We then have asylum seekers, some key points from http://migrationobservatory.ox.ac.uk/briefings/migration-uk-asylum
- Asylum applications (excluding dependents) rose from 4,256 in 1987 to a peak of 84,130 in 2002. They stood at 24,914 in 2014.
- Asylum applicants and their dependents comprised an estimated 8% of net migration in 2013, down from 49% in 2002 but up from 4% in 2010.
- In 2014, 59% of asylum applications were initially refused. A majority of refused applicants lodge appeals. In 2014, 28% of appeals were allowed.
- Men made up nearly 3 out of 4 (73%) main applicants for asylum in 2014.
- In 2014, the UK received 5% of asylum claims made in EU countries (plus Norway and Switzerland), making it the sixth highest recipient of asylum claims.
The latest estimated migration figure for 2014 is 330,000 of which the asylum seekers make up approx 25,000 so 7.5%
I heard Kent Council state on the radio that the numbers of migrant unaccompanied children under 14 had gone from an average of 240 per year to 720 last year all of whom needed initially foster parents, schooling and support. A huge increase in workload http://www.bbc.co.uk/news/uk-england-kent-34139364
At the same time we have an alleged housing crisis with organisations like Shelter claiming we need to build 250,000 new homes per year just to keep pace with current population growth http://www.thehomesweneed.org.uk/ The UK’s population is now also growing for many complex reasons see the ONS statistics here but this adds a further 200,000 or so on top of the migration impact. Therefore, we are adding a city population the approximate size of Sheffield to our overall population every year.
On the BBC this morning it was explained that during the 1956 Hungarian uprising the UK took over 40,000 refugees. This has also been discussed as one of the tens of thousands estimates and comparisons for asylum to be offered.Note on 7 Sep the UK Prime Minister announced the number is 20,000
In terms of the overall net migration and population increase numbers this would be a further 10% increase.

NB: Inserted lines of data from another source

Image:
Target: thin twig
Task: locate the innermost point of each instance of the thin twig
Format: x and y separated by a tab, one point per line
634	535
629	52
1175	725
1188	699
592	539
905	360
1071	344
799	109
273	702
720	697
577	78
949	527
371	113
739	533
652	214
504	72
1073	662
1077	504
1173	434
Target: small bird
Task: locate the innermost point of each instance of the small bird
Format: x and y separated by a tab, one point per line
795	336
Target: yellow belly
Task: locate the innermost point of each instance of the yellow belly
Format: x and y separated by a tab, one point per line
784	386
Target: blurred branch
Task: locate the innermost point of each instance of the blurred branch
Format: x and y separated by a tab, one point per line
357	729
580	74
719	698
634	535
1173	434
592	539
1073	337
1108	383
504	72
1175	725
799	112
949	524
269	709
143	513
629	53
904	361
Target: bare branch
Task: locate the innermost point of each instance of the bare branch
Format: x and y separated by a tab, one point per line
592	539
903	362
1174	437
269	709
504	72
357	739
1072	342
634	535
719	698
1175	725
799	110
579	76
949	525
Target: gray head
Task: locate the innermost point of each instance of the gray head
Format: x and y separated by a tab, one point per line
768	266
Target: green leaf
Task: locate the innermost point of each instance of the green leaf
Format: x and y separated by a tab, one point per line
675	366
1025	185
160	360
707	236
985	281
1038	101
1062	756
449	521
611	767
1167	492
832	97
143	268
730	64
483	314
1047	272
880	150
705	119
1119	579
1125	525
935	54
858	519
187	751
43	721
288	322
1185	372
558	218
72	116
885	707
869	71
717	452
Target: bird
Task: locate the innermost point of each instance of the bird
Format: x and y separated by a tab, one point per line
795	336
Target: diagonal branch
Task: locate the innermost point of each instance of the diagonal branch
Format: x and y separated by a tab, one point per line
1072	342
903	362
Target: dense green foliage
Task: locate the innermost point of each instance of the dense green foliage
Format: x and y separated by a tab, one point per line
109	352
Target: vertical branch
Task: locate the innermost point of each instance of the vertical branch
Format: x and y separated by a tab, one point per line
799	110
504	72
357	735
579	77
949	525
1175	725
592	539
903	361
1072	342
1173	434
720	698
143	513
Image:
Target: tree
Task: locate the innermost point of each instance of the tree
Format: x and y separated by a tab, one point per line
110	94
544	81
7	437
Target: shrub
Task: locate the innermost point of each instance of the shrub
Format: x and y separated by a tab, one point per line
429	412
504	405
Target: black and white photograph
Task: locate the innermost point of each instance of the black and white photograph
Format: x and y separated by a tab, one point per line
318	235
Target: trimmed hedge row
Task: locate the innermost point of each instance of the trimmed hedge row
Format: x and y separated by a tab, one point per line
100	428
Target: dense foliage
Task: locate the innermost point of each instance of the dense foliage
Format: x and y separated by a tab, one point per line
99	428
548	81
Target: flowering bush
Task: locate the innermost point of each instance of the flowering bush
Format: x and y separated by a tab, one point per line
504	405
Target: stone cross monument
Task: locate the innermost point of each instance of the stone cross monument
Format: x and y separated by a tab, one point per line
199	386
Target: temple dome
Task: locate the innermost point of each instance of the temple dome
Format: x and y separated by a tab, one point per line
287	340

The problem for the UK and many other countries is not the humanitarian support. We have the money and the food and water we are after all a rich nation in GDP terms. It is the very practical question of where they are going to live, go to school, get health care. We do not have many large old military bases sitting empty but they can help. Do we want tented villages near ports of entry? Where in the UK will they go. How will they be transported there? For all the claims that we must do something we need to have answers first.